You are luckier than me Steve, sourced my replacement arm from Hymer UK and it was in the region of £75, roughly the same price when I enquired in Spain last October. Mine don't have a number stamped on them but I believe they may be of Volvo origin, perhaps mine are different as it is LHD.

Mike


----------



## Zebedee (Oct 3, 2007)

Hi Steve

I have no idea whether any of these would be of use, but it may be worth a look. They have some quite unusual and difficult to source stuff.

Dave


----------



## smiler (May 23, 2005)

Hi Wakk44, got my replacement arm from GSF they have a branch in Nottingham


----------



## wakk44 (Jun 15, 2006)

dalspa said:


> I replaced mine with ones I got off eBay - I think they were about £20 for the three. Put Hymer into eBay search and go to the last page or so - they usually are to be found there. They are the all plastic ones and are curved until on the windscreen. Very good and at the price can be renewed more often if needed. I have also seen the Volvo ones on there, but don't know what price. I think the Hymer ones are Volvo so may be able to get cheaper direct from a Volvo garage.

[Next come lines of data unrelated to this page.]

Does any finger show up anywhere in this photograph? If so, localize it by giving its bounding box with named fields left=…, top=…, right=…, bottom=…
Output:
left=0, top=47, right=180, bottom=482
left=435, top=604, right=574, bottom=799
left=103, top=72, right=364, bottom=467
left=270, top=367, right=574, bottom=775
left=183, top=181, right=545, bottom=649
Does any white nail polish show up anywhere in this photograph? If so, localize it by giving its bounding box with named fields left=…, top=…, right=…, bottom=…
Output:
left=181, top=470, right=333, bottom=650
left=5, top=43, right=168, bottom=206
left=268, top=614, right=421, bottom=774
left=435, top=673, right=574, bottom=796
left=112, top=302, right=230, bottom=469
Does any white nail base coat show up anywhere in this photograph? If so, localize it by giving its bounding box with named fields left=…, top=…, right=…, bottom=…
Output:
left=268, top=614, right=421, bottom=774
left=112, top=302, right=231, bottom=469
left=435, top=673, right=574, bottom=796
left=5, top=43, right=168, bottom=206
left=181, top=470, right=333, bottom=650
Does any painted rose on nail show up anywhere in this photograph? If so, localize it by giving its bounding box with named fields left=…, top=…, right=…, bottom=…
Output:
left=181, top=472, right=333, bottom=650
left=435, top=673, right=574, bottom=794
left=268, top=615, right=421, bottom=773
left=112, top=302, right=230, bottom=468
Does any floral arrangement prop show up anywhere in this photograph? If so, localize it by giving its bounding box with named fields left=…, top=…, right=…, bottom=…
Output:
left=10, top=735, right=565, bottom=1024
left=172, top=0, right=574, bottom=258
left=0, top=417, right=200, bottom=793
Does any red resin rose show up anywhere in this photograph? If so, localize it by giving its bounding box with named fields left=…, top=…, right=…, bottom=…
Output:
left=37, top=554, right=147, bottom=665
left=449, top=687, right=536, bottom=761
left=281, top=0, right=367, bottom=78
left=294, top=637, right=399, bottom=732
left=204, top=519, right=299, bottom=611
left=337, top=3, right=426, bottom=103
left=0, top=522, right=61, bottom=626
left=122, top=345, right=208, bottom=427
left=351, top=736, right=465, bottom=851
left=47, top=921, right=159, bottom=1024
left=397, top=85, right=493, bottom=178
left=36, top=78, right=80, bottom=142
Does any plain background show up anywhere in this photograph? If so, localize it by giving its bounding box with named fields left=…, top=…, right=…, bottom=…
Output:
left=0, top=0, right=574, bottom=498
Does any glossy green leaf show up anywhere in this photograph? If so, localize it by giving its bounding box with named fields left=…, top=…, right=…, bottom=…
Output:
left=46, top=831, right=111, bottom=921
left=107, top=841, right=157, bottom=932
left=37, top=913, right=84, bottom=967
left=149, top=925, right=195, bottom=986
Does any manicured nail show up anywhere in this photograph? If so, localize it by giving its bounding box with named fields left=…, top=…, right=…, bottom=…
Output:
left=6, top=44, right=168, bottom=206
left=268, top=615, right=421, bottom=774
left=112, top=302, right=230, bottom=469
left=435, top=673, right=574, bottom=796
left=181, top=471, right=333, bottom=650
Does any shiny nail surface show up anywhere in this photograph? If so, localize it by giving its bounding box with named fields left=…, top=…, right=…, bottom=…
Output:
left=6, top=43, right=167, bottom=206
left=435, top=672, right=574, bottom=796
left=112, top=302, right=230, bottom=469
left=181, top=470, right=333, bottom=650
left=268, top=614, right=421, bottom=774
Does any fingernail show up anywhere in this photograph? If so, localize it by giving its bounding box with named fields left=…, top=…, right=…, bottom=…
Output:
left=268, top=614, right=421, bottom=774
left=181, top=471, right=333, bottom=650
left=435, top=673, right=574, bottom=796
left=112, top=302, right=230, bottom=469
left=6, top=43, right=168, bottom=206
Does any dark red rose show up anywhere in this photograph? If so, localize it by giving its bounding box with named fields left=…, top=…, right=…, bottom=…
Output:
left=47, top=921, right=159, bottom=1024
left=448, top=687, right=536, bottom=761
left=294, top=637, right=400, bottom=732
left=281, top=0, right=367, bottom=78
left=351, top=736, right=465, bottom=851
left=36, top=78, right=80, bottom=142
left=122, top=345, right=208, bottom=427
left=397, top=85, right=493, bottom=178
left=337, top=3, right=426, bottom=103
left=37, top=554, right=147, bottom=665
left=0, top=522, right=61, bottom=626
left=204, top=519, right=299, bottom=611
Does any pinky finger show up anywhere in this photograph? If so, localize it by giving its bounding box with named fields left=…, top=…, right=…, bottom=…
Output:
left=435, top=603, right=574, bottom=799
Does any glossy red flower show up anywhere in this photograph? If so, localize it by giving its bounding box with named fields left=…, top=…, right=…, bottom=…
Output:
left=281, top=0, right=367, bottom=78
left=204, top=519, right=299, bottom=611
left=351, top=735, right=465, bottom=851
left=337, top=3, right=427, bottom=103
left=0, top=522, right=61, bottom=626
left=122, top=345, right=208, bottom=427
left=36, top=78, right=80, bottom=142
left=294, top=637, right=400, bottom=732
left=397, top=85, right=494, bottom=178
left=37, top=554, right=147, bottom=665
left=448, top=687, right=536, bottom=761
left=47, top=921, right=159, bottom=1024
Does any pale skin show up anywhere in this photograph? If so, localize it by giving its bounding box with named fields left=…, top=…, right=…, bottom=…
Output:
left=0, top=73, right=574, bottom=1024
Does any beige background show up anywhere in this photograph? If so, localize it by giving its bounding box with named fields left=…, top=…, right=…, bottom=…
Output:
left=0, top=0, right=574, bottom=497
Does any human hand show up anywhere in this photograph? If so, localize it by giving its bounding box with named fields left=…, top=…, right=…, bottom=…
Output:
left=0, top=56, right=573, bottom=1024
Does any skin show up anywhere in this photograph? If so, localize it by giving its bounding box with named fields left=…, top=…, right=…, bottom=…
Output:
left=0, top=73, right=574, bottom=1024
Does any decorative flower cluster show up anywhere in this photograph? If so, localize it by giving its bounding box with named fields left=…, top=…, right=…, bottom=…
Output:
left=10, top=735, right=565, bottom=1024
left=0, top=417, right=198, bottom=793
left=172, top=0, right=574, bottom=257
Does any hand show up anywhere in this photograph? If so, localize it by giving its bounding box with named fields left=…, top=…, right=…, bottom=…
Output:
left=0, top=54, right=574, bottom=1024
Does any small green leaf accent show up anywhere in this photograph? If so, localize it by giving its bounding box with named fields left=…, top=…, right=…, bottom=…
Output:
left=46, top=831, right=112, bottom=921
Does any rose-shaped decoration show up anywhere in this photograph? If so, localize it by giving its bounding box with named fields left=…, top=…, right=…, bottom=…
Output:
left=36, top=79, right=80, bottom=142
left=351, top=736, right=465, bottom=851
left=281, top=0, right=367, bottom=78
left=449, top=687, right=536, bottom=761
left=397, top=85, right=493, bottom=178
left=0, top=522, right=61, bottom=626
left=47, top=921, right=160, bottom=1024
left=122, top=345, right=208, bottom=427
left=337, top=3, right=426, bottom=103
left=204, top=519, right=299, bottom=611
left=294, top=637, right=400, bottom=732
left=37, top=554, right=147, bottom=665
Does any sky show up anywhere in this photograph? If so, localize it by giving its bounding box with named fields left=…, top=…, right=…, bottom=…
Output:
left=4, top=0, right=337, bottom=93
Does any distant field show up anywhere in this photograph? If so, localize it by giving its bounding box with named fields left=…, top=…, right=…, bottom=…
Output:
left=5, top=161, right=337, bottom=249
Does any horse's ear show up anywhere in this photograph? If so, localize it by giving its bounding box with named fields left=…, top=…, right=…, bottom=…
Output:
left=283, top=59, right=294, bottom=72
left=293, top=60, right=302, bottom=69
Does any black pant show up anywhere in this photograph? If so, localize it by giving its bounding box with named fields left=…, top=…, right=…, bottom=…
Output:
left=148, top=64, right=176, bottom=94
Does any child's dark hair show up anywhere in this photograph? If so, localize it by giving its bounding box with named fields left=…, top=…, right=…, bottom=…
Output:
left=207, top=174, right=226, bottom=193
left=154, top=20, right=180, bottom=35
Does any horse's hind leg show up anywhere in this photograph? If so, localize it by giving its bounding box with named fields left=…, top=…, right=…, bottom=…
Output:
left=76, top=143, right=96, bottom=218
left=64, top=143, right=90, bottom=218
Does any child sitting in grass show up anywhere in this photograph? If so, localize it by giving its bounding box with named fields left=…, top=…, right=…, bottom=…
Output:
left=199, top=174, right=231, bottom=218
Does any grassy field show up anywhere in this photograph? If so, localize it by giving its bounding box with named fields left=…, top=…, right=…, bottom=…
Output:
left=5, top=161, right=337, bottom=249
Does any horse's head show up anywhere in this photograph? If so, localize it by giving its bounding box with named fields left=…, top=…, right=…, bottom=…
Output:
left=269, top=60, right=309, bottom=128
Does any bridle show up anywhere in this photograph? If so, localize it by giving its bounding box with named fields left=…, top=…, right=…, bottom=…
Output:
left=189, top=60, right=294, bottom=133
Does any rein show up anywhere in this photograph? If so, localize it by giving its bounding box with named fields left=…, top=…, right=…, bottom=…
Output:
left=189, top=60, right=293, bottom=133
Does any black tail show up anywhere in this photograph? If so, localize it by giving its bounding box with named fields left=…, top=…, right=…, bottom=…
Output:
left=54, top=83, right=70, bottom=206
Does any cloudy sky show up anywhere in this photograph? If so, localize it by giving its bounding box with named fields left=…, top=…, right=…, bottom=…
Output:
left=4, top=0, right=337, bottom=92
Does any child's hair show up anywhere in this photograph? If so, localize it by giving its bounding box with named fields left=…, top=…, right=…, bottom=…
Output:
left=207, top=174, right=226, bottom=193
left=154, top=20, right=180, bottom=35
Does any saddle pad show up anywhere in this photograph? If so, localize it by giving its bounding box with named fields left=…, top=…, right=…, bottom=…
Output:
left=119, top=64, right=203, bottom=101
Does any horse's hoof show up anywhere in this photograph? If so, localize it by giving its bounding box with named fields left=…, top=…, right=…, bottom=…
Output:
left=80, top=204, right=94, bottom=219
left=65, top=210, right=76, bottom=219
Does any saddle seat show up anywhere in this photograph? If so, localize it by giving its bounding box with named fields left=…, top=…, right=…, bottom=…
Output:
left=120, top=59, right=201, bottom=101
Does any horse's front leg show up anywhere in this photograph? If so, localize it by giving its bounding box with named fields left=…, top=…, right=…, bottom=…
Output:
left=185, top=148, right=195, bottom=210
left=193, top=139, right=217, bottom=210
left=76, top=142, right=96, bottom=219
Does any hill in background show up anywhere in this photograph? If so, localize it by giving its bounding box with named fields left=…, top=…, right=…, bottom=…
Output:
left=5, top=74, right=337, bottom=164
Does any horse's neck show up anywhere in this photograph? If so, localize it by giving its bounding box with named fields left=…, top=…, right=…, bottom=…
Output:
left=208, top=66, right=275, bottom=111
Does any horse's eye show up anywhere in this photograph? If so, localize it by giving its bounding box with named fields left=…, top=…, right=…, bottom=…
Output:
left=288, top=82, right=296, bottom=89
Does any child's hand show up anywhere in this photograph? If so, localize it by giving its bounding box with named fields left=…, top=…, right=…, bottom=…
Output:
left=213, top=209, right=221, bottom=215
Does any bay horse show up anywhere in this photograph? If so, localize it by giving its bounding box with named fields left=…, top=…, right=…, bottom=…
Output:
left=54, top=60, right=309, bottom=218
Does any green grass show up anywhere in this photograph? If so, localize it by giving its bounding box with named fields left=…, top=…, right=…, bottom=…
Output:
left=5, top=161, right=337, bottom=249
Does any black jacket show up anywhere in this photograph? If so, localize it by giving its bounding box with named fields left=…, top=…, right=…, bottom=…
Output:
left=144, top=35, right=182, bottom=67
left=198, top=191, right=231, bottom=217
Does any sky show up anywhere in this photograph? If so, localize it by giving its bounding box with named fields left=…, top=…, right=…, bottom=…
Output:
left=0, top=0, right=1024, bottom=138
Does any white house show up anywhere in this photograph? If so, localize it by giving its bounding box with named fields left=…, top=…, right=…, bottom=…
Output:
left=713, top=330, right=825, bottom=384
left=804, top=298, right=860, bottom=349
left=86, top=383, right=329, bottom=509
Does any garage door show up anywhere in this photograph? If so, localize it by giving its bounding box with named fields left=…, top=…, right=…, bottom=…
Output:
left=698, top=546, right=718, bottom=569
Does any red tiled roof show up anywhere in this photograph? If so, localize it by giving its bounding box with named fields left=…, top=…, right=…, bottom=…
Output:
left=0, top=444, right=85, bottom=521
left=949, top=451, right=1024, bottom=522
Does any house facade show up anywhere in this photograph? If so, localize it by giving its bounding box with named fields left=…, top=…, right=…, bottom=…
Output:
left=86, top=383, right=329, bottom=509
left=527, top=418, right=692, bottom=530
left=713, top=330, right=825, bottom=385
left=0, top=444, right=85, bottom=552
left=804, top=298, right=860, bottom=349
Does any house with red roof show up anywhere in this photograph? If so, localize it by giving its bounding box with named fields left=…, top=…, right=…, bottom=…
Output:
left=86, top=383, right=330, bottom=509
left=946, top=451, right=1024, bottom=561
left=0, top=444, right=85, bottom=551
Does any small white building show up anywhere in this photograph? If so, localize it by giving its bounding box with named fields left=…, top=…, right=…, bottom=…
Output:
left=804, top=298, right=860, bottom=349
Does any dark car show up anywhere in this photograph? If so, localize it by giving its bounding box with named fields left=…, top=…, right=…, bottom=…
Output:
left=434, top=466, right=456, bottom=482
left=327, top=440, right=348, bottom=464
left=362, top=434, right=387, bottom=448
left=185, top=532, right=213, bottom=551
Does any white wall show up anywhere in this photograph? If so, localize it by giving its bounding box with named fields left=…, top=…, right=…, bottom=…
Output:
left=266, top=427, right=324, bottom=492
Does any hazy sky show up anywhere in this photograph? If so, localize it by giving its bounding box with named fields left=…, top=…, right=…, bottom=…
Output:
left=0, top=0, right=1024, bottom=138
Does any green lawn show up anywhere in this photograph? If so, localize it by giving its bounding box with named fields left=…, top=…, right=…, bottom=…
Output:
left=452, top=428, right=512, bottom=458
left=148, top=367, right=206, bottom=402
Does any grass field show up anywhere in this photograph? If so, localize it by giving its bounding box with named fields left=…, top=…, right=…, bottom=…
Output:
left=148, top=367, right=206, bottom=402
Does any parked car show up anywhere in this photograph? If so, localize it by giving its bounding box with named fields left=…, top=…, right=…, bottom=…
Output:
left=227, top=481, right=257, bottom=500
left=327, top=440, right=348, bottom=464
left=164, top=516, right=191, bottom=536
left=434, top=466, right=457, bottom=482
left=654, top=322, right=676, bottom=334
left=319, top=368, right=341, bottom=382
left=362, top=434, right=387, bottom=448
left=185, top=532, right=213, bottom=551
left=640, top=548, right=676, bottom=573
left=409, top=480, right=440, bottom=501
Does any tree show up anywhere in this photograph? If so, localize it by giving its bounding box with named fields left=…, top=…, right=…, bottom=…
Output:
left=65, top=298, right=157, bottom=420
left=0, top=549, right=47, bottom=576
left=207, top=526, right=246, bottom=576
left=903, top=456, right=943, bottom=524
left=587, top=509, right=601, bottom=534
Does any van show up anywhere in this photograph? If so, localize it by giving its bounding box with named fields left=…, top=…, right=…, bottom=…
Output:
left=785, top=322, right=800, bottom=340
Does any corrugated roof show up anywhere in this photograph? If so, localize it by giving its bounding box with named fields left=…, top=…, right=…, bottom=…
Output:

I am after the complete wiper arm with the integrated 4 nozzle washer,the blade is actually ok,it is the washer that is leaking.I assume your price was for the 3 blades replaced.



Zebedee said:


> Hi Steve
> I have no idea whether any of these would be of use, but it may be worth a look. They have some quite unusual and difficult to source stuff.
> Dave


They might be of use if I could see them :lol:

What is this unusual and difficult to source stuff,I am not seeing any link. :?



smiler said:


> Hi Wakk44, got my replacement arm from GSF they have a branch in Nottingham


Looks interesting smiler,was it the complete arm with the integrated washer and how much was it?

I think it will be better(and cheaper) to go straight to a Volvo truck dealer parts dept.-will ring round some tomorrow and update.Hymer owners have to be resourceful. :wink:


----------



## Zebedee (Oct 3, 2007)

wakk44 said:


> They might be of use if I could see them :lol:
> What is this unusual and difficult to source stuff,I am not seeing any link. :?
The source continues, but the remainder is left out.